Joly needs to differentiate the crusty old brick and mortar retailer from its we-can-deliver-anything-immediately, ecommerce-only competitors by offering consumers exclusive access to new and innovative products. And the best way to accomplish this — while also gaining a hell of a sexy PR story along the way — is to sponsor the innovators of tomorrow’s new products. Best Buy needs to create a consumer-electronics focused Kickstarter competitor.
As noted investor Chris Dixon correctly argued recently, “If it has a UPC code, Amazon will beat you.” The only way to compete in ecommerce, he concluded, is to make a your own products or provide a marketplace for these exclusive items.
Imagine if Best Buy had the exclusive right to offer the Pebble smartwatch for one year after its crowdfunding campaign was concluded. It’s hard to argue that this wouldn’t drive traffic into its stores and likely lead to additional incremental sales of traditional products. Three to five medium scale or bigger success stories per year could entirely redefine the way the Amazon generation thinks about Best Buy.
But exclusive rights to hot products don’t come cheap. With $1.39 billion in cash as of its June earnings statement and few viable alternatives to breathe life into the company, Joly’s team has the room and the urgency to get a little creative. Here’s my suggestion for the to-be-formed “Best Buy Funder” platform.
First of all, Best Buy Funder would be all consumer electronics hardware, all the time. Kickstarter has reluctantly become the home of this type of project. If the crowdfunding platform’s founders don’t want to cater to this market — instead preferring more creative arts oriented projects — then Best Buy or someone else needs to step in and challenge their position.
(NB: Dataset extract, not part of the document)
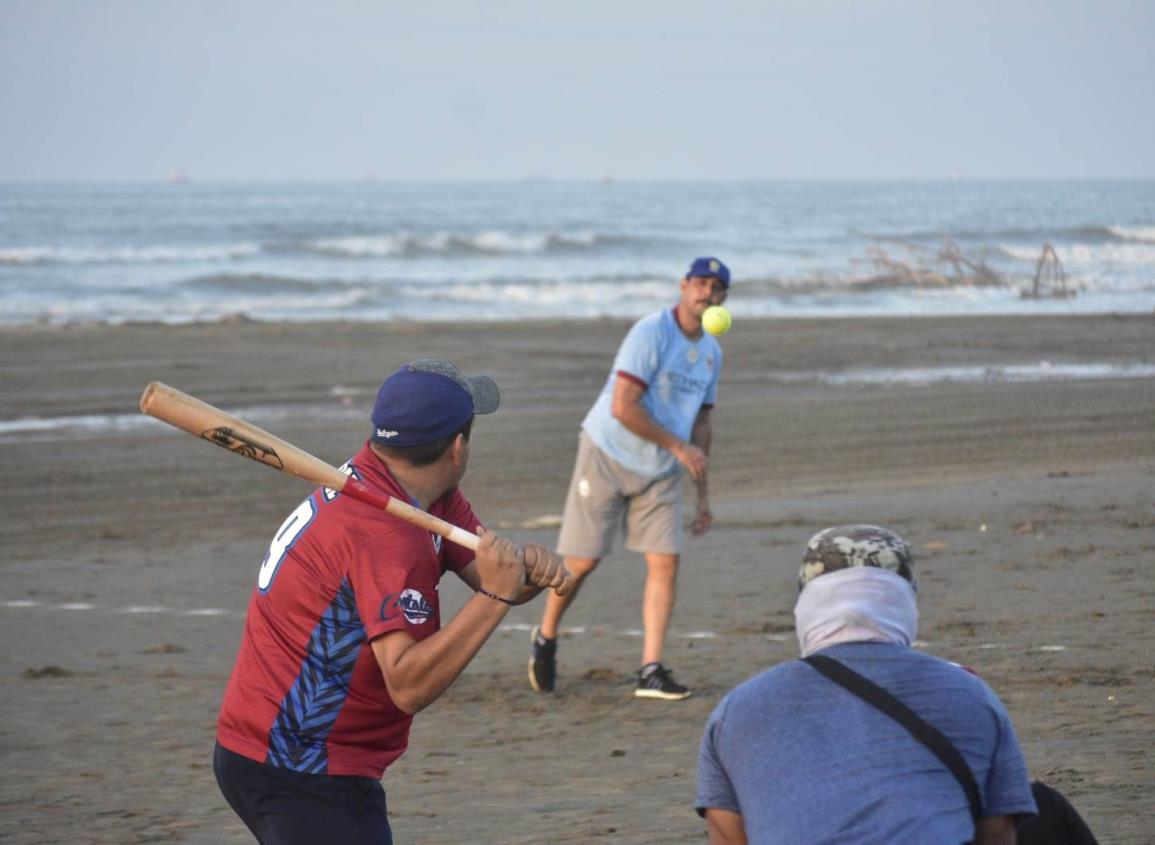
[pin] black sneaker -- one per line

Best Buy should offer to match financing raised through crowdfunding and provide preferred distribution to all companies meeting clearly defined qualification criteria. Companies proving a minimum degree of market viability, defined either as a minimum amount raised (such as $250,000) or a minimum number of backers (possibly 1,000), would get dollar for dollar matching from Best Buy. In the case of Pebble, this would have meant an additional $10 million to scale production and marketing, although Best Buy could conceivably cap its maximum contribution at a lower value.
Secondly, these newly-funded products should get preferred distribution and promotion in physical Best Buy stores and in its online store. Guaranteed shelf space and free or discounted fulfillment go a long way toward solving the biggest hurdles facing a young hardware startup. Best Buy is uniquely equipped to provide both of these solutions.
An entrepreneur contemplating crowdfunding options would have a hard time turning down a package of this nature, regardless of the current negative sentiment toward the brand. If Best Buy has the balls to take on an initiative like this, they might even be able one day to claim credit for backing a revolution in hardware startups.
As a traditional retailer, Best Buy has shown little ability to innovate on its own. Unlike Amazon, which has developed the Kindle line of ereaders and tablets as well as launched several highly successful consumer and enterprise Web services, Best Buy will need to acquire rather than build any game changing hardware devices it wishes to own (even if temporarily).
The 29-year-old Best Buy (46, if you go back to its days as the Sound of Music) has a mountain of problems it needs to solve. The first and most important thing that it can do is change the perception of its brand. A successful crowdfunding incubator initiative and a few sexy exclusive products could be the first small steps in a broader solution. Without this type of creative and disruptive thinking, the company likely won’t make it through another decade.